Bottom line up front: When it comes to striking up conversation with someone I've just met, although becoming much easier in recent weeks since I've learned some communication concepts such as the FORD acronym, is still a very difficult undertaking for me. This especially gets to be an issue if the person I'm talking to also isn't the most conversant type and gives little feedback.
Working a room is even more difficult. At least if I spend enough time with one person, usually there's enough small talk to keep things from being especially awkward, but in a group I always find myself unable to get a word in edgewise unless we're taking turns...even then, I don't have a lot to say. It becomes much easier, rather, to melt into the background and listen to the conversations that people are having. Generally speaking, I've found from experience that I converse optimally with either one very talkative person, or within a group of three, as it's intimate enough to speak easily but there is enough feedback and opportunity for triggering further conversation.
Examining my personality, my lack of ease in conversation can probably be attributed to the number of ways I've acted out the role of the quiet studious type. I've always been rather shy with new people, more often preferring to be spoken to rather than initiate speaking. Frankly, I also still have issues with thinking too much about how I'm being perceived, which is compounded by my tendency to not think well on my feet. A lot of this, perhaps, might be tied to my upbringing and experiences. Being an only child, I didn't spend much time with my peer group outside of school and my parents tend to stick closer to home more often than not. When I did finally get out to school, the combination my own attitudes about the school experience and being subject to much of the slings and arrows of dealing with other kids throughout middle school and high school left me feeling that social interaction was more often than not a stressful rather than fulfilling experience. Finally though, I got into college and made a conscious decision to practice this sort of thing with a significantly more polite peer group. Studying the topic full time certainly went a long way towards at least making the communication experience more pleasant.

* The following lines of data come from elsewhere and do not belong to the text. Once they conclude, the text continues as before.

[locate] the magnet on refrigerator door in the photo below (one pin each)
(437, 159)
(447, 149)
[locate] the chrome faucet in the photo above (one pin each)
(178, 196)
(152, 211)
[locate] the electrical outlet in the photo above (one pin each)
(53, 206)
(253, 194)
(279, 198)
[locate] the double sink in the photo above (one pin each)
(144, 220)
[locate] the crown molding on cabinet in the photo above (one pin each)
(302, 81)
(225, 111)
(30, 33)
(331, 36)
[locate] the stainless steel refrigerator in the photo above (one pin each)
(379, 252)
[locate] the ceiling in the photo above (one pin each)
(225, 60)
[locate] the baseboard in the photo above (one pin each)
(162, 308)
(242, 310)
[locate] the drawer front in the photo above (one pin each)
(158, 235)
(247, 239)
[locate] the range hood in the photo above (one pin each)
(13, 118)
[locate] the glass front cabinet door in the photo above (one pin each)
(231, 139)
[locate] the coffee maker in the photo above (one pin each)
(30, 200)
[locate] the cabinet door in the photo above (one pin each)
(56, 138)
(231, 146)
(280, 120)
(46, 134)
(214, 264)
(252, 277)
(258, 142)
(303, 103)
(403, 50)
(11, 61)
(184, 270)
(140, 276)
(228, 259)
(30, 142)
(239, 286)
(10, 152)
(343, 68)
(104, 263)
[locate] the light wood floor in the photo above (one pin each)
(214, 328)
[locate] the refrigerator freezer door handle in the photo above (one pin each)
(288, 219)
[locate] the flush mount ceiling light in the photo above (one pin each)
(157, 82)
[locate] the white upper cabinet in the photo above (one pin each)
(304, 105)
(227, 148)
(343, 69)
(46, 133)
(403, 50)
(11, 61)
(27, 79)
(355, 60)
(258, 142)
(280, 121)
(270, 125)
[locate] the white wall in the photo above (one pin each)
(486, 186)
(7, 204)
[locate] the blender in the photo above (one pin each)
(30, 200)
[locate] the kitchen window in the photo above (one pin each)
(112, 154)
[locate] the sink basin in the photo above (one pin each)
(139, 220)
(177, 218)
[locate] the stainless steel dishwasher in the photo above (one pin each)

Much of the material from Chapter 14 of the Messages texts lines up with what I've seen in communication classes and a book or two on dating, especially the parts about framing your attitude in making the approach, utilizing good body language, and some of the basic ice breaker methods. But, there was some interesting material in the section on the levels of self-disclosure. I also thought the explanation on active listening went into greater detail than what I've heard before, and tied together earlier thoughts on listening nicely. I wouldn't mind sometime trying out some of the basic icebreaker questions and techniques to gauge their effectiveness (I'm admittedly just a touch skeptical), and I might put some thought into the levels of self-disclosure at play in my various day to day relationships. Certainly, I'm already shifting some of my thoughts just slightly on a few of my regular interactions and evaluating where on each level I might be with people I know.